The Wire will continue to update the Economic Survey’s developments as more updates are released
The Economic Survey is many things to different people. While it is officially a government’s report card of the economy and the economic future of the country, some view it as a pointless exercise in theatrics, drafted as it is by the Chief Economic Adviser and his team.
The last Economic Survey (2014-15) for instance, predicted 8%-plus GDP growth, with actual growth turning out to be a little less (7.6%).
Others, however, believe the Survey to be an accurate pulse-taking of the economy that most importantly provides accurate clues as to what the finance minister plans for the Union Budget, which is usually released a day or two after the Economic Survey is tabled.
This year, the Economic Survey also comes with some puzzling circumstances: The Finance Ministry called for an unusual meeting of investors, economists and journalists on Saturday– the day between the release of the Economic Survey and the Union Budget– only to cancel it later after speculation arose that the meeting was called to explain a possible fiscal slippage.
This year’s Survey proclaims the Indian economy to be a “haven of macroeconomic stability, resilience and optimism” while being tempered by pointing out that critical short-term challenges that await us include the “twin balance sheet problem: the worsening financial positions of public sector banks and corporate houses”.

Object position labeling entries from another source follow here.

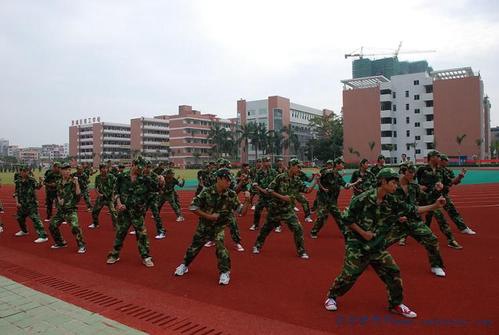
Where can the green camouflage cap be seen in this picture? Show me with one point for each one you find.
(294, 162)
(387, 173)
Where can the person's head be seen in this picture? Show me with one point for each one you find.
(408, 171)
(387, 180)
(364, 164)
(433, 157)
(103, 169)
(339, 164)
(381, 160)
(294, 166)
(66, 170)
(223, 179)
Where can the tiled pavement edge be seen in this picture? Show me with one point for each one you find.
(26, 311)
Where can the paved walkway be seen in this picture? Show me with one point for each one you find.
(26, 311)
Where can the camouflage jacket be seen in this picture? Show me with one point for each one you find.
(377, 218)
(25, 191)
(210, 201)
(66, 191)
(133, 194)
(368, 181)
(285, 185)
(51, 179)
(105, 185)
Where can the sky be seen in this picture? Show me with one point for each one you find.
(120, 59)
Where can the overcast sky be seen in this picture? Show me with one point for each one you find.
(65, 60)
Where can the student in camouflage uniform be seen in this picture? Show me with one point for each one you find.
(104, 186)
(380, 163)
(363, 173)
(83, 180)
(52, 176)
(283, 191)
(153, 199)
(369, 217)
(263, 179)
(409, 192)
(330, 183)
(132, 188)
(450, 179)
(167, 188)
(212, 206)
(430, 177)
(68, 196)
(27, 204)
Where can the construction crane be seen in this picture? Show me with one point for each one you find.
(394, 54)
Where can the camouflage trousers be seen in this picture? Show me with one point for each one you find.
(324, 210)
(422, 234)
(274, 218)
(100, 202)
(32, 213)
(262, 203)
(127, 218)
(170, 198)
(71, 217)
(209, 232)
(153, 204)
(304, 203)
(50, 201)
(442, 223)
(356, 261)
(86, 197)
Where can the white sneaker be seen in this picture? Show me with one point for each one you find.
(468, 231)
(224, 278)
(160, 236)
(41, 240)
(181, 270)
(330, 304)
(439, 272)
(20, 233)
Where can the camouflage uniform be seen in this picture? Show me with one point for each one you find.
(66, 211)
(428, 177)
(105, 186)
(210, 201)
(415, 227)
(263, 178)
(84, 180)
(25, 193)
(132, 194)
(284, 211)
(359, 253)
(327, 201)
(50, 180)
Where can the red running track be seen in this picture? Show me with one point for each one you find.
(271, 293)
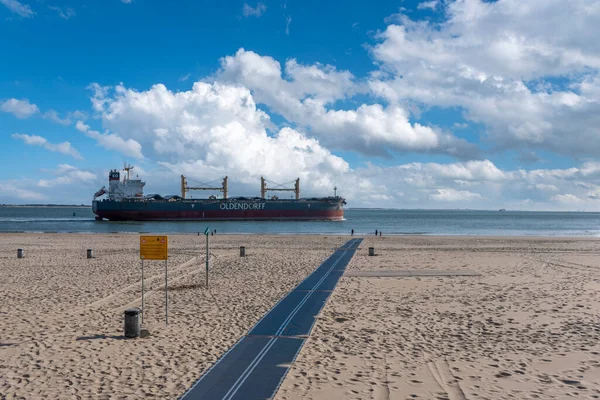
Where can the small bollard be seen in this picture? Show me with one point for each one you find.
(132, 322)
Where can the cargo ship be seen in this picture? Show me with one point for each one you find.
(125, 201)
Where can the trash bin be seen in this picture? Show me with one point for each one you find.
(132, 322)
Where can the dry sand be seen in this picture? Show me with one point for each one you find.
(61, 315)
(528, 328)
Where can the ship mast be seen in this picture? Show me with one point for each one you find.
(185, 188)
(264, 188)
(127, 168)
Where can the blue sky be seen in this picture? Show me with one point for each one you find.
(400, 103)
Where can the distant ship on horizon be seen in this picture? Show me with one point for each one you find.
(125, 201)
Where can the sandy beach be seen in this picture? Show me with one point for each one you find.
(528, 327)
(62, 314)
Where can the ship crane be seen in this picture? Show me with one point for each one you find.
(264, 188)
(185, 188)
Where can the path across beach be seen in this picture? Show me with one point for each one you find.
(257, 364)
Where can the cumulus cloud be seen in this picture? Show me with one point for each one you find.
(497, 61)
(18, 8)
(249, 11)
(54, 117)
(428, 5)
(34, 140)
(65, 13)
(214, 128)
(19, 108)
(112, 141)
(305, 95)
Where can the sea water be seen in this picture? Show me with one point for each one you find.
(363, 221)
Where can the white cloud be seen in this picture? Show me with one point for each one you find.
(214, 128)
(21, 9)
(19, 108)
(502, 63)
(67, 174)
(34, 140)
(65, 13)
(304, 98)
(428, 5)
(111, 141)
(78, 114)
(54, 117)
(257, 11)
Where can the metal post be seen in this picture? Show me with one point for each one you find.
(166, 293)
(143, 308)
(207, 261)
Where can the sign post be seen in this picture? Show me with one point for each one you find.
(155, 248)
(206, 234)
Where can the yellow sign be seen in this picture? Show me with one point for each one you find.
(154, 247)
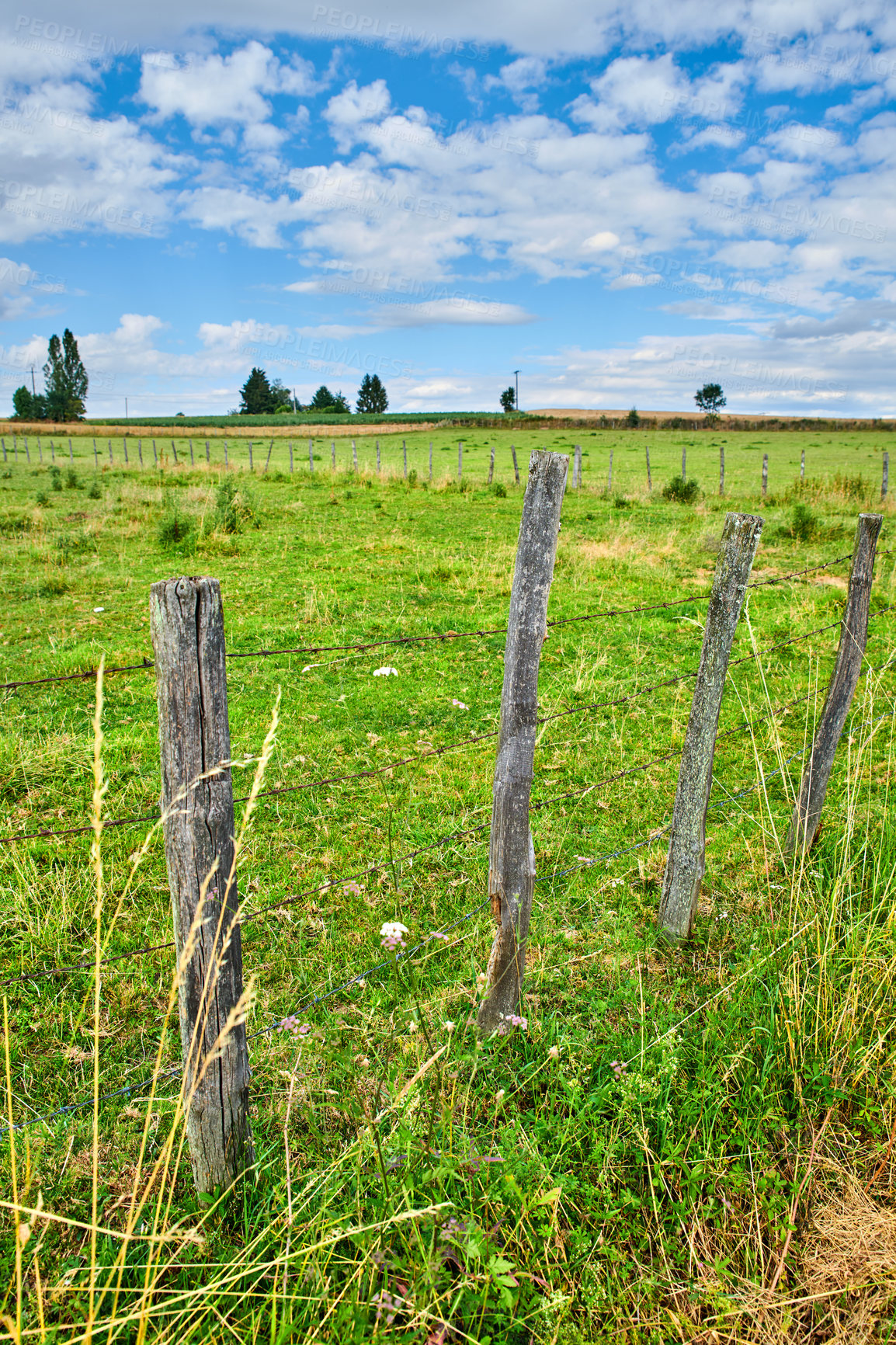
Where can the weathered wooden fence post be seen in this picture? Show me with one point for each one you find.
(853, 634)
(512, 857)
(686, 858)
(186, 620)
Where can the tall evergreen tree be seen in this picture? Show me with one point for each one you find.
(65, 380)
(372, 396)
(27, 405)
(327, 401)
(256, 396)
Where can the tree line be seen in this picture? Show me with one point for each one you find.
(259, 396)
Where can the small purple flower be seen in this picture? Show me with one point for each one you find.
(513, 1020)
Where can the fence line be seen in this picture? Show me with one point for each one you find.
(453, 836)
(420, 639)
(290, 1020)
(450, 747)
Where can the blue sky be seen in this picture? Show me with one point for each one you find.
(620, 200)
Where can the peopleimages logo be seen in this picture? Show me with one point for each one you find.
(793, 215)
(55, 205)
(372, 29)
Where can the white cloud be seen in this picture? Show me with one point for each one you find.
(352, 109)
(457, 311)
(521, 80)
(216, 90)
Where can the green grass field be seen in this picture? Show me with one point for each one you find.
(682, 1145)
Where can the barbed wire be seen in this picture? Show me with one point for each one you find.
(291, 1020)
(416, 639)
(411, 856)
(433, 752)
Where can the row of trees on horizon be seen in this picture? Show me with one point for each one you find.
(66, 389)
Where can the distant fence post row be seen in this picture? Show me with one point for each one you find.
(198, 812)
(576, 472)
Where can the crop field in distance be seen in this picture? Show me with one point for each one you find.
(685, 1144)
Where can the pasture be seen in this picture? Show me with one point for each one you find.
(681, 1144)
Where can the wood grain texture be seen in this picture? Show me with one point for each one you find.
(853, 634)
(686, 858)
(189, 642)
(512, 858)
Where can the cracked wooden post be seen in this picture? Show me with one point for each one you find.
(512, 857)
(853, 634)
(186, 620)
(686, 858)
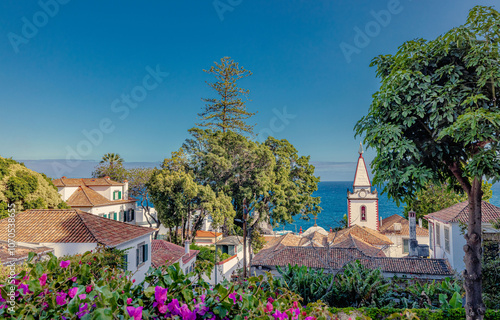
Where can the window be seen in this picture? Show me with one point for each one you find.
(141, 253)
(406, 245)
(431, 236)
(447, 239)
(117, 195)
(438, 234)
(363, 213)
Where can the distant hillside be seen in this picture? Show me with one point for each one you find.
(26, 188)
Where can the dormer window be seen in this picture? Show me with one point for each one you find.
(363, 213)
(117, 195)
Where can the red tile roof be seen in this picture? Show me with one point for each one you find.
(165, 253)
(20, 253)
(77, 182)
(337, 258)
(368, 235)
(208, 234)
(387, 226)
(71, 226)
(460, 213)
(86, 197)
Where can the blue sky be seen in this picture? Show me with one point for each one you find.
(63, 72)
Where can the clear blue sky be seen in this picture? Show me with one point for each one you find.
(86, 54)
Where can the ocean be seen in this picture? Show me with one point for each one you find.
(334, 205)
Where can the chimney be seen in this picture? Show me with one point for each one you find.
(125, 190)
(413, 244)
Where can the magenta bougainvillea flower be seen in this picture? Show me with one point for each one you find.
(72, 292)
(61, 298)
(43, 279)
(135, 313)
(64, 264)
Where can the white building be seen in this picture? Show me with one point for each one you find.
(362, 202)
(166, 253)
(446, 237)
(99, 196)
(397, 229)
(72, 231)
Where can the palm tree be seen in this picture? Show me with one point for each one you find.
(112, 159)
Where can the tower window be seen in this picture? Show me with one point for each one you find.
(363, 213)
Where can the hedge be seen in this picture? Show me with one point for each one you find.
(423, 314)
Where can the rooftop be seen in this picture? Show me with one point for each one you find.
(71, 226)
(460, 213)
(164, 253)
(336, 258)
(77, 182)
(387, 226)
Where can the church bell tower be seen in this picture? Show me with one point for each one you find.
(362, 202)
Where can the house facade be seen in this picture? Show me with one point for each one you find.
(165, 253)
(72, 231)
(446, 231)
(99, 196)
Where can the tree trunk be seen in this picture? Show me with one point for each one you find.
(474, 306)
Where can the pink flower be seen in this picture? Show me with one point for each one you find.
(43, 279)
(269, 307)
(72, 292)
(64, 264)
(135, 313)
(61, 298)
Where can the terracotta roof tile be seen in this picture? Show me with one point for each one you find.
(78, 182)
(460, 213)
(86, 197)
(368, 235)
(71, 226)
(165, 253)
(336, 258)
(387, 226)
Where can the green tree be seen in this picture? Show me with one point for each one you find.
(435, 119)
(182, 204)
(26, 189)
(228, 111)
(434, 197)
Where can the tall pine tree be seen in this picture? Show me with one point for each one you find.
(228, 112)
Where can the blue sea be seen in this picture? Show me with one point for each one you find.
(334, 205)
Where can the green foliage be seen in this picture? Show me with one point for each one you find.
(228, 111)
(311, 284)
(25, 188)
(358, 286)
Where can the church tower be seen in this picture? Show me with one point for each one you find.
(362, 202)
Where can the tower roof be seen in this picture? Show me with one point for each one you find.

Economist Arvind Virmani, in remarks to Economic Times, points out this Survey must be seen in relation to the last year’s Survey. “Last year, they talked about a sweet spot in the global economy. I think they went much too far. They are now compensating for it.” This year’s Survey is a little more cautious for sure, while expressing concern over delays in factors such as the GST roll-out.
While the Economic Survey is generally an eminently readable document, especially the year it was drafted by then-CEA Raghuram Rajan, we break down its salient parts in an easy form for you while commenting on what exactly it means. The Wire will continue to update the Economic Survey’s developments as and when the full report is put up online
1) The economy will grow at 7-7.5% in the fiscal year to March, 2017. This is a wise estimate, with a number of analysts pointing out in the current climate of global panicky investors, a slightly more conservative target is better.
2) In the next couple of years ahead, the survey also states that the economy’s growth momentum will hit 8% or more largely because of the government’s commitment “to carry the reform process forward”.
1) The Survey points out that the 3.9% fiscal deficit target “seems achievable”. For the 2015-16 financial year, the government had set a target of 3.9% and for 2016-17, the target set was 3.5%. Despite the challenges posed by a lower-than-projected GDP growth, the government believes that the target will be hit, which speaks well of the pattern of revenue and expenditure in this fiscal.
2) The coming fiscal year, however, is expected to be challenging from a fiscal point of view.
1) Inflation based on the Consumer Price Index (CPI – CPI inflation) is projected by the Survey at 4.5-5%. The Survey points out that “low inflation has taken hold and confidence in price stability has improved”.
However, a number of analysts and experts believe that this is a little too ambitious and that the government may be over-shooting.
Current Account Deficit
1) The current account deficit for 2016-17 is seen around 1. – 1.5% of GDP. The government believes that while the export slowdown may continue, “continuance of low global commodity prices augurs well for sustainable low trade and current account deficits”.
1) According to Reuters, the Survey has proposed widening the tax net from 5.5% of earning individuals “to more than 20 per cent”.
2) Higher property taxes may soon become a reality. The Survey calls for this, while pointing out that higher realty taxes will “improve local government finances while discouraging speculation in the sector”.